2.We modify the expressions one by one according to your suggestions.
Q1- Theorem 1.1. It is not explained if x0 is an arbitrary point in M or the initial condition of a sequence.
A1-Theorem 1.1 is a result of Professor Zhong(see reference [3]), we cite it here to explain the development and generaliztion of EVP. By the proof of theorem1.1, we see that x_0 is a fixed element in X, and it is also the initial point of the iterative sequence {x_n}.
Q2- Theorem 1.1, line 8: and every lamda>0-> and, for every lamda>0.
A2- Yes, we do.
Q3- Theorem 1.1, line 7, the generic notation for the "infimum", without picking up points x in M, although can be considered correct, does not correspond to the notations for" infimum "then used in other parts of the paper.
A3-Yes, we do.
Q4-Line before (14): Conversely->Contrarily
A4-Yes, we do.
Q5-Proof of Theorem 4.2: The starting point is unclear. It is not obvious that, according to Corollary 2.2, there exists such a convergent sequence to a limit x/epsilon. Corollary 3.2 does not mention such a convergence of a sequence.
A5- We correct it.
Q6-Theorem 4.2: After the formula, Where-> where
A6- Yes, we do.
Q7-In Theorem 3.1, the set C is closed while in Theorem 4.1, C is compact. Those assumptions on C should be clearly addressed through the respective proofs since it is now not clear where they are used.

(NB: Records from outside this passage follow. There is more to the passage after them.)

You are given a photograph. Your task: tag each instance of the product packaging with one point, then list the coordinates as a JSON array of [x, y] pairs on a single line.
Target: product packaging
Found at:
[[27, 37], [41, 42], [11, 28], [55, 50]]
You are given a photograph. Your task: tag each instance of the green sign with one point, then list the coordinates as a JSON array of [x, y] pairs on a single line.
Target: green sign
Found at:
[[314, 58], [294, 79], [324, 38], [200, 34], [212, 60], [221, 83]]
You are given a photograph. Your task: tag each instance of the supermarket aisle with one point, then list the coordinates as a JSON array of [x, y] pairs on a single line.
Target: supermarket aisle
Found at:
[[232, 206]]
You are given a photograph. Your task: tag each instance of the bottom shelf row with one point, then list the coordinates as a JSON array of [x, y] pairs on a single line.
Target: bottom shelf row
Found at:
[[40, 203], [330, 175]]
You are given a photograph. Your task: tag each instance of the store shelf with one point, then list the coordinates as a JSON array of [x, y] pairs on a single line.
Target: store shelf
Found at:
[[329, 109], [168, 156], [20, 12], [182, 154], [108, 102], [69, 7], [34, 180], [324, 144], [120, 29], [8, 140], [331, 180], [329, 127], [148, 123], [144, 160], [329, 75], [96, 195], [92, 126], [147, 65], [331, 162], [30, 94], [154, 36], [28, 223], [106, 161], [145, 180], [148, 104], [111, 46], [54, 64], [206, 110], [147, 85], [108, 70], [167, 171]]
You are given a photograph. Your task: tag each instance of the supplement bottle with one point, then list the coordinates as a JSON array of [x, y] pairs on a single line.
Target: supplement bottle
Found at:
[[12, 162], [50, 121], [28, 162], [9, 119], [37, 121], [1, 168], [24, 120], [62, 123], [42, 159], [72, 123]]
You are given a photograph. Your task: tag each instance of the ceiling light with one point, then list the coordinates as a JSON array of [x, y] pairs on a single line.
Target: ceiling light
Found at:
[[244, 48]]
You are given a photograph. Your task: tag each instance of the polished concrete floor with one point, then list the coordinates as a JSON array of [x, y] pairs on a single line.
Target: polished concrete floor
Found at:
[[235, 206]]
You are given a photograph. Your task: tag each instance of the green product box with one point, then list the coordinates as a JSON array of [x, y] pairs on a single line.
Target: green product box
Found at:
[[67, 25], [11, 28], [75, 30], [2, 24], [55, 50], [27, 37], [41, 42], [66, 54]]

A7-The compactness of $C$ is used to construct a convergent subsequence {x_{n_k}} of {x_n}.
Thank You
Reviewer 3 Report
In this work, the authors prove a new equilibrium form of Ekeland's variational principle. As the authors state, the paper is a modification of previous results available in the literature. Some application to the existence of equilibrium points for binary functions and the existence of fixed points for nonlinear mappings are provided.
MAJOR COMMENTS
As I pointed out above, the paper is an incremental paper with humble results. A lot of space is devoted to provide background and various elementary and well known concepts. I find no need, for example, to provided the definition of a metric space when it is a standard concept. The authors also 'waste space' by recalling the definition of convergent sequence, Cauchy sequence, diameter of a set in a metric space, etc. The only new result is Theorem 3.1, which is a humble improvement of the variational principle. Here, the authors provide all the details of the proof, making it long while it is really straightforward.
In summary, I recommend this paper for REJECTION in view that it is an incremental work.
Author Response
We are grateful to you for your helpful suggestions.
According to your comments, we make corrections as follows:
1.We deleted the preliminaries, since it contains elementary and well known concepts.
2.We deleted the part of the proof ( Theorem 2.1)that had the same conclusion as the previous literature, and focused on the part of the conclusion that was improved.Thank You
Author Response File: Author Response.pdf
Round 2
Reviewer 3 Report
The manuscript has been improved. I recommend it for ACCEPTANCE.